Communities that never receive resources experience a certain kind of silence. Not the quiet of contentment, but the kind that develops gradually, year after year, as parents watch their youngest children grow through those crucial early years with little assistance. That silence has long been a reality in some parts of Argentina. For many families, early childhood education isn’t a policy debate—it’s just nonexistent due to stretches of rural distance and urban periphery. For this reason, Argentina’s OMEP Cerca Tuyo program seems like something worth considering.
The World Organization for Early Childhood Education, or OMEP, has been working for many years with the belief that early childhood education is a fundamental right rather than a luxury. Cerca Tuyo, which roughly translates to “Close to You,” is perhaps the most grounded, community-level manifestation of Argentina’s national chapter, which has been one of the more active voices within that global network. The program’s idea is almost disarmingly straightforward: instead of waiting for communities without access to resources that were never intended for them, provide early learning resources directly to those communities.

It’s difficult to ignore how this differs from traditional educational outreach. The majority of government initiatives are based on fixed infrastructure, such as a building that families must travel to, a school, or a center. Cerca Tuyo appears to have realized early on that this expectation is a barrier in and of itself for many families in Argentina’s more neglected areas. A mother with two children under four who lives in a remote area without dependable transportation is unlikely to make that trip on a regular basis. It seems that the program recognized this as the real issue to be resolved rather than as a justification.

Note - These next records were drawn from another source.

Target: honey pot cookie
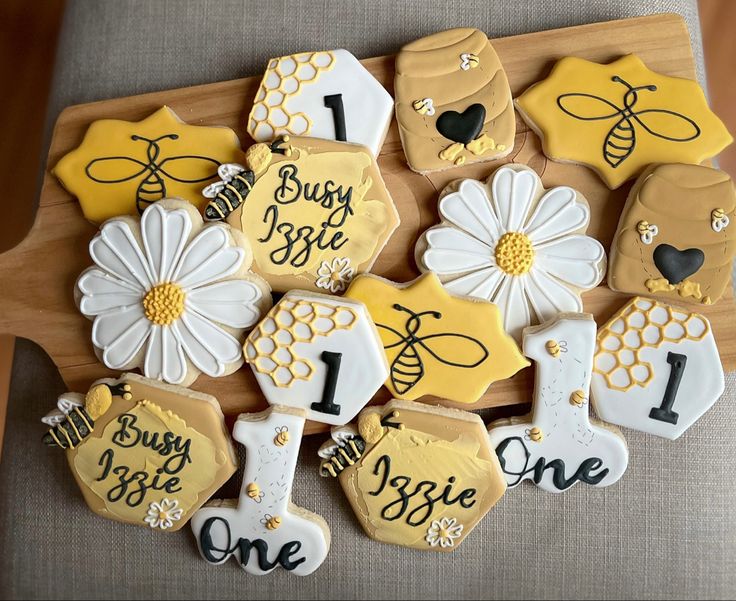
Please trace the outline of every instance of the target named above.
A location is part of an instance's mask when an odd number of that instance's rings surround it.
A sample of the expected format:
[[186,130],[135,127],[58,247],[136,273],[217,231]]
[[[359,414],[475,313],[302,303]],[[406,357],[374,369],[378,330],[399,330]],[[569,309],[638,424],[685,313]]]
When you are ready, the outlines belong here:
[[482,31],[450,29],[407,44],[396,58],[394,87],[412,170],[491,161],[513,150],[511,90]]
[[124,374],[66,393],[44,418],[96,514],[176,531],[235,472],[217,399]]
[[142,121],[95,121],[53,172],[79,199],[84,216],[102,223],[141,214],[167,197],[202,207],[199,191],[217,179],[217,168],[242,161],[233,130],[188,125],[164,106]]
[[736,255],[731,178],[700,165],[653,165],[634,184],[611,246],[612,290],[711,304]]
[[607,65],[565,57],[516,107],[549,158],[588,165],[612,189],[651,163],[702,163],[733,141],[697,82],[634,54]]

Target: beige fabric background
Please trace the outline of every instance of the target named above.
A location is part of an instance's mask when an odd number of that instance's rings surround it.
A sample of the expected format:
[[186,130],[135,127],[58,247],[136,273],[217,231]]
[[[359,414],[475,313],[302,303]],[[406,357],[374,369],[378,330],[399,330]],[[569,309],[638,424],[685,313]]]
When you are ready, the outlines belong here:
[[[346,47],[367,57],[453,26],[494,37],[650,12],[686,17],[702,67],[696,5],[685,1],[70,2],[51,121],[69,104],[256,74],[268,57],[299,50]],[[367,539],[337,483],[317,477],[320,441],[309,439],[294,500],[325,517],[333,547],[307,578],[212,567],[188,529],[160,535],[88,512],[62,454],[40,445],[38,420],[63,390],[43,352],[20,341],[0,464],[2,598],[736,594],[736,374],[679,441],[626,431],[631,463],[617,485],[563,495],[521,486],[452,555]],[[226,493],[238,486],[234,479]]]

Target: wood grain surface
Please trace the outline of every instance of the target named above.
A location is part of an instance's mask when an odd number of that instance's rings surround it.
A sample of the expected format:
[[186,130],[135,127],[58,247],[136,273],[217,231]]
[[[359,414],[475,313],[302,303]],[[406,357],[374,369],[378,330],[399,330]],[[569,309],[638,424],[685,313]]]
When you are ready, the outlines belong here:
[[[695,78],[690,39],[685,22],[677,15],[655,15],[622,21],[597,23],[569,29],[492,40],[511,83],[514,95],[545,77],[554,62],[575,55],[608,62],[622,54],[636,53],[653,70],[668,75]],[[366,68],[393,91],[391,56],[362,61]],[[251,140],[245,131],[260,77],[119,98],[67,108],[56,123],[36,222],[28,237],[11,252],[0,256],[5,311],[0,314],[0,332],[36,341],[51,356],[70,390],[84,391],[98,378],[114,375],[97,360],[90,341],[91,322],[77,310],[73,300],[74,282],[91,264],[87,245],[96,228],[85,221],[75,198],[49,173],[56,162],[79,145],[87,126],[97,119],[139,120],[162,105],[170,106],[191,124],[226,125],[240,136],[244,146]],[[545,187],[570,185],[580,190],[592,209],[588,230],[609,247],[629,185],[610,191],[585,167],[547,161],[538,138],[517,118],[513,153],[504,161],[452,169],[422,176],[406,166],[394,122],[378,162],[386,184],[401,215],[401,227],[391,238],[373,269],[374,273],[406,281],[418,272],[413,249],[419,235],[438,221],[437,193],[456,178],[487,178],[503,162],[525,163],[533,167]],[[627,299],[605,286],[584,296],[585,309],[601,323]],[[716,305],[702,307],[713,324],[726,369],[736,367],[736,320],[732,294]],[[532,398],[533,370],[498,382],[475,405],[491,406],[527,403]],[[265,408],[266,404],[249,368],[226,378],[206,376],[192,388],[216,396],[226,414]],[[384,388],[374,402],[389,399]],[[431,398],[423,400],[432,401]],[[452,403],[446,403],[452,405]],[[323,430],[308,425],[307,432]]]

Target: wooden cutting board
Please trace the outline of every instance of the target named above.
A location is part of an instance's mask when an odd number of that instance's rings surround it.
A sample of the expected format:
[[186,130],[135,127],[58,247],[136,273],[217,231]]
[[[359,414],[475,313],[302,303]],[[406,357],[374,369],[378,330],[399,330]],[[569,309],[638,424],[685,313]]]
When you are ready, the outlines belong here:
[[[654,15],[530,33],[493,40],[493,45],[515,96],[544,78],[556,60],[569,55],[608,62],[623,54],[636,53],[654,71],[695,78],[690,37],[678,15]],[[393,91],[394,57],[362,62],[389,92]],[[85,221],[76,199],[49,173],[50,168],[80,144],[92,121],[103,118],[138,121],[164,104],[188,123],[231,127],[245,147],[251,143],[245,122],[260,80],[257,76],[71,106],[59,116],[33,229],[18,247],[0,255],[3,299],[0,333],[23,336],[40,344],[59,368],[69,390],[86,391],[92,381],[114,372],[97,360],[90,340],[92,324],[79,313],[72,294],[77,276],[91,264],[87,245],[96,228]],[[580,190],[592,210],[588,233],[604,246],[610,246],[630,185],[612,192],[585,167],[547,161],[539,139],[518,117],[515,148],[503,162],[508,161],[530,165],[542,176],[546,188],[565,184]],[[438,221],[437,192],[456,178],[485,179],[501,164],[485,163],[418,175],[406,166],[395,122],[378,163],[401,215],[401,227],[381,253],[373,271],[395,281],[407,281],[418,275],[414,244],[425,229]],[[599,286],[584,296],[585,309],[602,323],[626,298]],[[729,292],[718,304],[699,310],[712,322],[724,367],[736,368],[733,294]],[[463,407],[480,409],[528,403],[532,398],[532,376],[533,369],[526,369],[494,384],[477,404]],[[215,395],[229,415],[266,407],[247,367],[226,378],[200,376],[192,388]],[[388,399],[389,393],[384,388],[376,394],[375,402]],[[49,407],[53,402],[54,399],[49,399]],[[323,429],[310,424],[307,431]]]

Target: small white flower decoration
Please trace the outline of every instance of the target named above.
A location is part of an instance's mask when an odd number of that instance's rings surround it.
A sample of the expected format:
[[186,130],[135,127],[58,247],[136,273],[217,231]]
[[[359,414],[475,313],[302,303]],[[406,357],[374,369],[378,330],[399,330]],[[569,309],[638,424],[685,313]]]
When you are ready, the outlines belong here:
[[322,261],[317,270],[317,288],[324,288],[330,292],[343,292],[355,275],[355,269],[350,267],[350,259],[335,257],[332,263]]
[[183,509],[179,508],[179,501],[169,501],[161,499],[160,503],[151,503],[148,506],[148,512],[143,521],[151,528],[160,528],[167,530],[181,519]]
[[603,279],[603,246],[583,235],[587,203],[567,186],[545,191],[528,167],[501,167],[485,183],[463,180],[439,210],[442,223],[420,240],[420,267],[451,292],[498,305],[517,339],[532,323],[582,311],[580,294]]
[[140,223],[111,219],[89,244],[96,266],[77,280],[77,299],[111,369],[185,385],[200,372],[227,375],[242,365],[236,336],[271,306],[229,227],[204,226],[187,205],[152,204]]
[[463,525],[455,518],[441,518],[432,522],[424,540],[430,547],[439,545],[442,548],[454,547],[455,539],[463,535]]

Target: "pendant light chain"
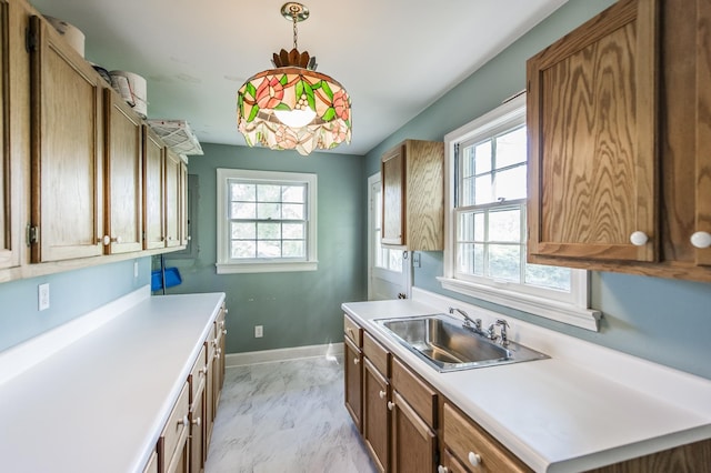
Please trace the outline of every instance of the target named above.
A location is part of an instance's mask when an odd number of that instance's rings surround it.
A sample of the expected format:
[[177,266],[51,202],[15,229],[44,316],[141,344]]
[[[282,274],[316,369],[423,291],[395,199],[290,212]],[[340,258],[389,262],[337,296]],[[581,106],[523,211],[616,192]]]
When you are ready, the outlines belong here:
[[297,14],[299,13],[299,8],[296,6],[291,7],[291,19],[293,20],[293,49],[298,50],[297,39],[299,37],[299,31],[297,29]]

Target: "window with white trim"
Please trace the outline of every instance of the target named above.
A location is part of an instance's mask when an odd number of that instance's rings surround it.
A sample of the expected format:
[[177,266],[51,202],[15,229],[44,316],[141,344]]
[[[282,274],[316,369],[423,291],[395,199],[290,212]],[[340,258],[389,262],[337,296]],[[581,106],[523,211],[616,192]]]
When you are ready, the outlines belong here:
[[530,264],[525,95],[449,133],[444,289],[598,329],[582,270]]
[[317,269],[317,175],[218,169],[218,274]]

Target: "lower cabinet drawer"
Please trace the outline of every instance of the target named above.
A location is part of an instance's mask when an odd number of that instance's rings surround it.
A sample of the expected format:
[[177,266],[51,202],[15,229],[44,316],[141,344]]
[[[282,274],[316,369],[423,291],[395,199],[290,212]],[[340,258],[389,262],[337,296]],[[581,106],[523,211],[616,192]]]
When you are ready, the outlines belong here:
[[444,403],[443,443],[472,472],[532,472],[477,423]]
[[183,453],[190,429],[190,420],[188,419],[188,413],[190,412],[189,394],[190,386],[184,383],[170,417],[166,422],[163,432],[158,439],[158,465],[161,473],[176,471],[176,463],[180,461]]

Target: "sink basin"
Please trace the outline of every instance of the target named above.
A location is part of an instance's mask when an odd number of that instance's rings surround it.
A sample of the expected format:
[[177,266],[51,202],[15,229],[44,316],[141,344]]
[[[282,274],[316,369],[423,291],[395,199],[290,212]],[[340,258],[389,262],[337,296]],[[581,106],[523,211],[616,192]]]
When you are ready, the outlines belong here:
[[375,319],[373,322],[440,372],[549,358],[515,342],[502,346],[464,328],[460,319],[448,314]]

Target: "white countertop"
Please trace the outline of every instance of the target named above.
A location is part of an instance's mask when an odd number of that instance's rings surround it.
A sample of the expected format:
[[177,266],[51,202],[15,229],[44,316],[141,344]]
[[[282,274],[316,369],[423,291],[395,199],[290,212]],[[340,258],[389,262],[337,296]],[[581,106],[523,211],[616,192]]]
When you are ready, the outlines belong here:
[[142,471],[223,300],[148,293],[4,380],[0,471]]
[[[342,309],[537,472],[579,472],[711,437],[711,381],[513,318],[512,340],[551,359],[439,373],[371,322],[452,302],[423,298]],[[484,326],[501,316],[455,306]]]

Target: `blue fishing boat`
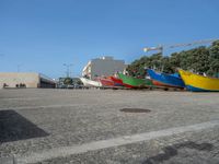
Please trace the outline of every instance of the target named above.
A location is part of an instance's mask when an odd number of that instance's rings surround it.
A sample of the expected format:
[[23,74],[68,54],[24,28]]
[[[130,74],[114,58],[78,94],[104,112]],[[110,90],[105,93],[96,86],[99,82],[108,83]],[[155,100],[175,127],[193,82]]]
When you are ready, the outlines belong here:
[[152,69],[147,69],[147,72],[151,78],[153,85],[165,86],[165,87],[177,87],[177,89],[185,87],[185,84],[178,73],[174,74],[158,73]]

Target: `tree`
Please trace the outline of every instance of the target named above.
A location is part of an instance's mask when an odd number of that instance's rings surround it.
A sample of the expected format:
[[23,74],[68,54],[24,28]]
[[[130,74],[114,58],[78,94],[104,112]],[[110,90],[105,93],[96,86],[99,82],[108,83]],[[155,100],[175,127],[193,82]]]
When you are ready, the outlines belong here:
[[173,52],[171,56],[153,54],[143,56],[131,62],[127,71],[129,75],[142,77],[145,68],[152,68],[165,73],[174,73],[177,68],[194,71],[196,73],[207,73],[208,75],[219,77],[219,40],[211,46],[200,46],[189,50]]

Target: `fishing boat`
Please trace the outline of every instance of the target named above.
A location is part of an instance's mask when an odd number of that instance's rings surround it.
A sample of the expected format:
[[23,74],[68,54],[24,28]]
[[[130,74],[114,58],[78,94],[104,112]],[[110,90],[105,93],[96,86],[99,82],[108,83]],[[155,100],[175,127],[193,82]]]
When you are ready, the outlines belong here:
[[138,79],[118,73],[118,78],[123,80],[123,84],[129,89],[151,86],[152,82],[149,79]]
[[219,92],[219,79],[178,70],[186,89],[194,92]]
[[82,81],[84,86],[95,86],[95,87],[102,86],[102,83],[100,81],[94,81],[87,78],[80,78],[80,80]]
[[147,72],[150,75],[153,85],[165,86],[165,87],[176,87],[176,89],[185,87],[185,84],[182,78],[177,73],[174,73],[174,74],[158,73],[152,69],[147,69]]
[[114,81],[112,81],[111,79],[107,78],[99,78],[99,81],[101,82],[102,86],[115,86]]
[[123,80],[118,79],[118,78],[115,78],[115,77],[108,77],[113,82],[114,82],[114,85],[115,86],[123,86]]

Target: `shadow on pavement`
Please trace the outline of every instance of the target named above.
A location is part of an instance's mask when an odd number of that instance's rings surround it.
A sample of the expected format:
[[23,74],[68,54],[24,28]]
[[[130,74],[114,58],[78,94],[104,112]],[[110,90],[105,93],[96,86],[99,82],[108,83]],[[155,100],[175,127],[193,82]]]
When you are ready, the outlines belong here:
[[174,145],[165,147],[163,149],[164,153],[149,157],[147,161],[143,162],[143,164],[155,164],[155,163],[161,163],[163,161],[170,160],[171,157],[177,155],[178,149],[183,149],[183,148],[195,149],[198,151],[210,151],[212,150],[214,145],[210,143],[198,144],[192,141],[177,143]]
[[14,110],[0,110],[0,143],[46,137],[47,132]]

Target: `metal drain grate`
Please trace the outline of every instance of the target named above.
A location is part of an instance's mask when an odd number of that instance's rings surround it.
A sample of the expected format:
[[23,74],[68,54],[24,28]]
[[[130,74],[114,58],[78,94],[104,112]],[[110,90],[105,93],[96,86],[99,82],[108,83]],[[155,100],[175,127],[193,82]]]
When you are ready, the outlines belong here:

Beyond the materials themselves, OMEP’s contribution to these spaces is significant. When educators and facilitators show up in community settings, such as plazas, borrowed rooms, or neighborhood corners, they bring something that a far-off institution just cannot match. It has a relational aspect. Families start to identify early learning with individuals who showed up rather than an intimidating formal system. That difference is significant.
It’s important to keep in mind the larger picture here. Pre-primary enrollment rates actually decreased between 2020 and 2023, falling from 75% to 72% worldwide, according to data presented at the 76th OMEP World Assembly in Bangkok in 2024. The trained teacher ratio is only 57% in low-income environments. These pressures are not unique to Argentina, and in areas where poverty is concentrated, the disparities grow more quickly than policy can address them. Cerca Tuyo and similar programs are working in that exact gap.
As this develops, it seems as though the program is subtly arguing that decentralization isn’t a consolation prize for communities unable to access formal systems, a point that larger institutions haven’t fully acknowledged. In fact, it may be the more successful model. Localized approaches consistently yield better results, especially in early childhood, when children’s development of trust, curiosity, and the earliest learning foundations is greatly influenced by consistency and familiarity.
How far Cerca Tuyo can grow and whether funding will keep up with the needs it is identifying are still unknown. Families who were unaware that something was possible start to anticipate it, and that expectation should be fulfilled. These programs frequently reveal appetite by satisfying it. OMEP Argentina has created something that truly resembles what quality early education ought to be like. Whether the resources will ever match the reach is a more difficult question.